Statt Kiefern werden Laubbäume gepflanzt, um Brandenburg vor dem Austrocknen zu schützen

Ferch. Der Wald könnte Brandenburg und Berlin vor der wohl schlimmsten Folge einer Klimaveränderung bewahren: dem Mangel an Grundwasser. Schon jetzt zieht sich das Wasser im Untergrund um jährlich ein bis drei Zentimeter im Durchschnitt zurück, in einigen Landesteilen ist der Rückgang noch dramatischer. In den vergangenen zwei Jahrzehnten verringerte sich außerdem die Abflussmenge der Brandenburger Flüsse um die Hälfte. Damit Brandenburg nicht irgendwann gänzlich auf dem Trockenen sitzt, müssen die immer weniger werdenden Niederschläge möglichst lange gespeichert werden. Dazu startet Brandenburg jetzt ein ehrgeiziges Programm zum Waldumbau: Bis 2045 soll der Anteil der Mischwälder von jetzt knapp 20 Prozent auf 41 Prozent erhöht werden.

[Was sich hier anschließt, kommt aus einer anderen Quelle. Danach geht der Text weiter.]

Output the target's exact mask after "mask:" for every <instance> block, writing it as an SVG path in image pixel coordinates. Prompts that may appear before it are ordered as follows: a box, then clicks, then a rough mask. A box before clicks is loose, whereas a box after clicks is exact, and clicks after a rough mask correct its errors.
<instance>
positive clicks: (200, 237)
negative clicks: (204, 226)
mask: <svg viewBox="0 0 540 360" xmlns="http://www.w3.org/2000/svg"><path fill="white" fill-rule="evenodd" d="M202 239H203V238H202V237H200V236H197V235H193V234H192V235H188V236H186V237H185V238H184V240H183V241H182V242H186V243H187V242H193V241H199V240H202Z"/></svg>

Denn „ein gesunder Mischwald ist der beste Schwamm“, wie Landesforstchef Karl- Heinz von Bothmer am Mittwoch in Ferch sagte. Er lasse das Wasser weniger schnell verdunsten als ein Kiefernrevier – und fördere die Neubildung von Grundwasser. Während bei Nadelbäumen das schützende Blätterdach fehlt, tropft es von Eichen, Buchen oder Ulmen noch lange weiter, wenn sich der Schauer längst verzogen hat. „Das Wasser fällt so über längere Zeit auf den Boden und kann in die Tiefe vordringen“, erklärte Forstchef von Bothmer. „Außerdem hemmt der Humusboden im Mischwald den Abfluss.“

Allerdings bestehen Brandenburgs Wälder, die 37 Prozent der Landesfläche bedecken, zu vier Fünftel aus Kiefern. Dabei haben Wissenschaftler der Landesforstanstalt Eberswalde errechnet, dass nur auf sieben Prozent der Fläche tatsächlich ausschließlich Kiefern wachsen müssen, weil auf dem mageren Boden nichts anderes wächst. Der Rest eignet sich durchaus für Mischwälder.

Zwei historische Vorgänge haben die Kiefer so dominant werden lassen: Die beginnende Industrialisierung mit ihrem Bedarf an Bauholz vor mehr als 100 Jahren und die Wiederaufforstung vieler Flächen, die nach dem Krieg für Reparationsleistungen an die Sowjetunion abgeholzt worden waren. Die Kiefer bot sich als schnellwachsende Kultur zum Ersatz an. Kiefern jedoch brennen auch sehr leicht – 40 Prozent aller Waldbrände in Deutschland entfallen jährlich auf Brandenburg. 2003 wurden 600 Hektar ein Raub der Flammen. Auch diese Flächen fallen dann auf viele Jahre für die Wasserspeicherung aus.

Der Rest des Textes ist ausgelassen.